O crítico Ben Ratliff, do The New York Times, escreveu uma resenha elogiosa ao disco da trilha sonora do filme Amarelo Manga, publicada no dia 1 de dezembro de 2003.

Sob o título "A vibração universal da América do Sul", Ratliff aponta alguns lançamentos da música produzida hoje, abaixo da linha do equador. O crítico empolgou-se com a música feita em regiões diferentes do continente, mas com características universais.

Em sua resenha, Ratliff descreve uma maturação da sonoridade desenvolvida pela cena recifense, classificando-a de Pós-Mangue.

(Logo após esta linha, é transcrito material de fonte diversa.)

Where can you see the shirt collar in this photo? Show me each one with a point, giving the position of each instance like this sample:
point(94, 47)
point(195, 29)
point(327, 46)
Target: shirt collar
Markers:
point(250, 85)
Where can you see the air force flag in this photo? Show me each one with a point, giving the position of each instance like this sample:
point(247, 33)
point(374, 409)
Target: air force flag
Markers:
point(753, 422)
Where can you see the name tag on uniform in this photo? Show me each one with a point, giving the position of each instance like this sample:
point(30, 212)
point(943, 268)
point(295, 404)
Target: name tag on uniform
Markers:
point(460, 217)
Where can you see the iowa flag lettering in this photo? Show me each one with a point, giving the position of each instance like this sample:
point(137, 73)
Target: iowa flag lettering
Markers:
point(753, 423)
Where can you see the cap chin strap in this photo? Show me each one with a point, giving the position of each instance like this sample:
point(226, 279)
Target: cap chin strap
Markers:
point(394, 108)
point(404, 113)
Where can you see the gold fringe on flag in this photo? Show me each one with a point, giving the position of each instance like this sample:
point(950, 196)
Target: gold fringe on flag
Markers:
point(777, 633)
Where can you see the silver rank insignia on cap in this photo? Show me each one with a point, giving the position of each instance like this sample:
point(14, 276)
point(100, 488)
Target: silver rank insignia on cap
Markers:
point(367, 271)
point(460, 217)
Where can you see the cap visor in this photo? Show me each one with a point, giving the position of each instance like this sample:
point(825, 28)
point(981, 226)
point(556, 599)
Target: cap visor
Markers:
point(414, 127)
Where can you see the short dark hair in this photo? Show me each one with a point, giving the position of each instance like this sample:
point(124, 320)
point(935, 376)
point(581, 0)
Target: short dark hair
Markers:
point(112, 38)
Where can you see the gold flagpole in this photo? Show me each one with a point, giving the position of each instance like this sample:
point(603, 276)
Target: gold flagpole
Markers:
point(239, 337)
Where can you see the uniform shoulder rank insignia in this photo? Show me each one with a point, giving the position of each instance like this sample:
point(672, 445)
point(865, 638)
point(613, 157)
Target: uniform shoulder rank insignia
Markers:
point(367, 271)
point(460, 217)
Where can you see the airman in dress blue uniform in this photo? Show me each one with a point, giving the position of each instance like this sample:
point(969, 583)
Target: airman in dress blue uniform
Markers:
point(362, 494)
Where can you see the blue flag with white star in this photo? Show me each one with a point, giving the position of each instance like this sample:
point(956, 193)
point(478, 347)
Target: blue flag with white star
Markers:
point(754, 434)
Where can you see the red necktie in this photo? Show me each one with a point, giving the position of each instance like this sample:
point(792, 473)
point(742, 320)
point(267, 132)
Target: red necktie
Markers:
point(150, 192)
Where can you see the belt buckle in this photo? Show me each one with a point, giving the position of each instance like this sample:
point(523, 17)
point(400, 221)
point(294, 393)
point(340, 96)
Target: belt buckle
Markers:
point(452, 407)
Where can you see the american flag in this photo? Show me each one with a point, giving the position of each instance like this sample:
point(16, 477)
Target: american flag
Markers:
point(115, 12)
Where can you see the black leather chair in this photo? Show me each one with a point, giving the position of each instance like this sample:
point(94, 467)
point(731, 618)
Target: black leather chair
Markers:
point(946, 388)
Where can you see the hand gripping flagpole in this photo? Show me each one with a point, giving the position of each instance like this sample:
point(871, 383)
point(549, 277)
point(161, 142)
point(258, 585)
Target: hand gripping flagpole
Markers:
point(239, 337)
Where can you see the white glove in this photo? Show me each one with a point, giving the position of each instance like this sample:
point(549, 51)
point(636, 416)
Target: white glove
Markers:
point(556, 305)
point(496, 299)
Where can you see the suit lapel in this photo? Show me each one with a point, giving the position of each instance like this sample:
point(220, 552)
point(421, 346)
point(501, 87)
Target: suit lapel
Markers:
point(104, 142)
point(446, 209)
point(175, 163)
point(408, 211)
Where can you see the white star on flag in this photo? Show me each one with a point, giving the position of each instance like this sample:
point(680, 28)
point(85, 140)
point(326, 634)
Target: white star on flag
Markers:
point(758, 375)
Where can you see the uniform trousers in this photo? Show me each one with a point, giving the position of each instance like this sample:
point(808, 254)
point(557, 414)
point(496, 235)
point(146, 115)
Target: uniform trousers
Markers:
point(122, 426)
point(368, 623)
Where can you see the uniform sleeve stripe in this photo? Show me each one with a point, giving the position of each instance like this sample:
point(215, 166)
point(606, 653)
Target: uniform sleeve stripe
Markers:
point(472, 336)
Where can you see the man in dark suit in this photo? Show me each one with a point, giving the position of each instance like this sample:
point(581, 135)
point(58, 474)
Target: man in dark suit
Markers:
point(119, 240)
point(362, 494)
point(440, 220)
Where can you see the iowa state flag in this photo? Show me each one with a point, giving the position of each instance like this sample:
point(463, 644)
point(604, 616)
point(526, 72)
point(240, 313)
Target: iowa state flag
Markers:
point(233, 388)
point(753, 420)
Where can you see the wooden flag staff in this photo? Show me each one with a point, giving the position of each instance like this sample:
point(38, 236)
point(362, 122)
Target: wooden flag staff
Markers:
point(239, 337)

Leia abaixo a tradução da resenha

Amarelo Manga
Trilha Sonora Vários artistas
(INST/Ybrazil)

por Ben Ratliff

Contendo as canções e a música incidental ouvidas no recente filme brasileiro de Cláudio Assis, "Amarelo Manga: Trilha Sonora" (INST/Ybrazil) este disco funciona tanto como uma trilha de fundo instável, quanto um índice da fascinante "ceninha" de música pop. A cena em questão é a de Recife, capital de Pernambuco, estado nordestino brasileiro. Na metade dos anos 90, o instigante som novo daquela região foi chamado de Mangue Beat; uma eternidade - contada em "anos-pop" - passou-se desde então e a música de lá mudou o suficiente para esta trilha sonora oferecer um registro do progresso do que seria o pós-Mangue.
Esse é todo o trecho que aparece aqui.